« Blackstar », le testament musical de David Bowie (2021)

« Blackstar », le testament musical de David Bowie (2021)

25 décembre 2021 0 Par Le Caiman

Salut.

Pour comprendre l’aura mythique qui entoure « Étoile Noire », le dernier album publié du vivant de David Bowie, il faut comprendre que ce n’était pas seulement un adieu à part entière, mais c’était la deuxième étape d’une des plus importantes résurrections musicales de l’histoire, avec David Bowie se redécouvrant comme un aventurier magique .

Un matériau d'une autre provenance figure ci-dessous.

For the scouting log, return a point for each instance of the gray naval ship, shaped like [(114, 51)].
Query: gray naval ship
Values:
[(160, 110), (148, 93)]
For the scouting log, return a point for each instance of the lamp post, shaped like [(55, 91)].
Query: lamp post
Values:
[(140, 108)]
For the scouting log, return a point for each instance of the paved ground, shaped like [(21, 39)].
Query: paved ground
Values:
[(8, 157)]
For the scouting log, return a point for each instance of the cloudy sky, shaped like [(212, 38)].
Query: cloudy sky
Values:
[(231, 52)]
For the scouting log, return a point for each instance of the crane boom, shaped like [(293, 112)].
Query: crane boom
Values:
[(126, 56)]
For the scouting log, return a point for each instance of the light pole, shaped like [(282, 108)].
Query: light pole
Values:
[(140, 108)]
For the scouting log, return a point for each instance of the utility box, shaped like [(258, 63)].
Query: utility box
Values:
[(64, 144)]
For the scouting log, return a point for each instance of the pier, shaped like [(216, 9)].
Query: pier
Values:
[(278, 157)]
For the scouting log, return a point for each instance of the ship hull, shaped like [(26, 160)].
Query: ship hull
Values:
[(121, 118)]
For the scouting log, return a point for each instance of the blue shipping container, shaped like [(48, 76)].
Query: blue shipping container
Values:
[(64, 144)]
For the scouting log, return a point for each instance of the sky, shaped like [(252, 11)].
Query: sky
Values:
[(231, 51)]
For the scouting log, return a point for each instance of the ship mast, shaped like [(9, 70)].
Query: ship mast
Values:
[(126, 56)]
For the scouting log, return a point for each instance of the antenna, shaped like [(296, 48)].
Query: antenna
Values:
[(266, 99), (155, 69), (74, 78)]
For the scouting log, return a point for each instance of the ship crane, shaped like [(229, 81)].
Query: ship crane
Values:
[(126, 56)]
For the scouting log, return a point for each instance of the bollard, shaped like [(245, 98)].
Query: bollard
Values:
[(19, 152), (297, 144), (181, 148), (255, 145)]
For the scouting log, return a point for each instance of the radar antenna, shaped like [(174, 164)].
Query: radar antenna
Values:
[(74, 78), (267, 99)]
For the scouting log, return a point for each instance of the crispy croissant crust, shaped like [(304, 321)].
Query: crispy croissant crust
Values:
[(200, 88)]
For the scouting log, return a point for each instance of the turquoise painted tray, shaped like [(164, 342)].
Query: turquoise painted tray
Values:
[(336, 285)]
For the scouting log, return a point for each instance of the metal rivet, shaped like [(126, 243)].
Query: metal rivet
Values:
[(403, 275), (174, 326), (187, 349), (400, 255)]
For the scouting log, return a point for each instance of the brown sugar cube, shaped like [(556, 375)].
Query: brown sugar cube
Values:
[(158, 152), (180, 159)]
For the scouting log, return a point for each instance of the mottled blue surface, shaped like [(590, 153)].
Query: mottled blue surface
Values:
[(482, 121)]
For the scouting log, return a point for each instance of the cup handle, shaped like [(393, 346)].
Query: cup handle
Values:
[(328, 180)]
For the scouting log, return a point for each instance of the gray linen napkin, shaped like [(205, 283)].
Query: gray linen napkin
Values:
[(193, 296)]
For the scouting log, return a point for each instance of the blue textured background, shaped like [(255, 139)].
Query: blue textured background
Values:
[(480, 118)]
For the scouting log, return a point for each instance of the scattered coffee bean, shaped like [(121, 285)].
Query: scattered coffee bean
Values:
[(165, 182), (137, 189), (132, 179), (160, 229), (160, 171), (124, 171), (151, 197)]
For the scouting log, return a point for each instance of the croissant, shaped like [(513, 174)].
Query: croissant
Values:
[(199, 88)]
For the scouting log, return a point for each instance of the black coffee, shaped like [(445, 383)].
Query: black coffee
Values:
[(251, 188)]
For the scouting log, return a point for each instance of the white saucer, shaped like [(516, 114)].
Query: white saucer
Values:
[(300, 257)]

Si dans « Le lendemain » Il avait fait la paix avec son passé, se retournant sans colère vers Ziggy ou Berlin, « Étoile Noire » Je l’ai vu à nouveau regarder vers l’avenir, découvrir de nouveaux sons et revenir pour agir comme le caméléon musical qu’il a été pendant la majeure partie de sa carrière.

En 2003, il était apparu « Réalité » et Bowie s’était lancé dans une tournée mondiale réussie pour le présenter, je me souviens encore de lui car il avait des billets pour le voir mi-juillet 2004 au Festival pour le Xacobeo à Saint-Jacques-de-Compostelle. Mais Bowie n’est pas arrivé à cette date, de multiples incidents, dont un étrange lancer de sucette dans les yeux, ont conduit à l’annulation de la tournée le 25 juin 2004. Nous ne le savions pas encore mais il n’y aurait plus de tournées, pendant un moment, il crut qu’il n’y aurait plus de musique non plus.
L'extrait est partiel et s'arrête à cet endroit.